The Supreme Court of the United States ruled, in a 6-3 decision on Monday, that gay, lesbian, bisexual, and transgender individuals were protected by the Civil Rights Act of 1964.
Justice Neil Gorsuch wrote the opinion that was joined in consent by Chief Justice John Roberts and Justices Ruth Bader Ginsburg, Stephen Breyer, Sonia Sotomayor and Elena Kagan.
The decision interpreted Title VII of the Civil Rights Act of 1964, which prohibits workplace discrimination on the grounds of race, religion, national origin and sex. The major question that the justices sought to answer was whether that last category—sex—also included employees who identify as LGBT.
Monday’s decision concerns two civil cases before the Court, Bostock v. Clayton County, and Altitude Express, Inc. v. Zarda. In the first case, a pair of gay men sued their employers for terminating them on the grounds of their sexual orientation. In the latter case, a trans-identifying plaintiff sued her employer for firing her after coming out in the office.
Lawyers representing the employers in both cases as well as the Trump Administration, argued that the terminations were legal under the statutes of the Civil Rights Act, citing that the definition of “sex,” as intended by the law’s authors, specifically referred to biological gender, and not sexual orientation or gender expression. The defense argued that Congress had the power to amend the law to include protections based on sexual orientation or gender expression, but those classifications were not at present covered by the law.

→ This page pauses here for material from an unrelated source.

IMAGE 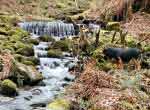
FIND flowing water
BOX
[0,22,77,110]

The plaintiff’s legal team, conversely, argued that discrimination against employees based on sexual orientation or gender expression must, as a matter of logic, take account of sex.
Monday’s decision was the Supreme Court’s first in regard to LGBT rights since the retirement of Justice Anthony Kennedy in 2018. Many predicted that Kennedy’s departure, and his replacement by Trump-appointed Justice Brett Kavanaugh, would trigger a dramatic shift in ideological balance on the nation’s highest court, resulting in a rise of conservative-leaning decisions. But this decision stands against that assumption and, according to CNN’s Jeffrey Toobin, it goes against most of the rulings on this subject that have come from the lower courts.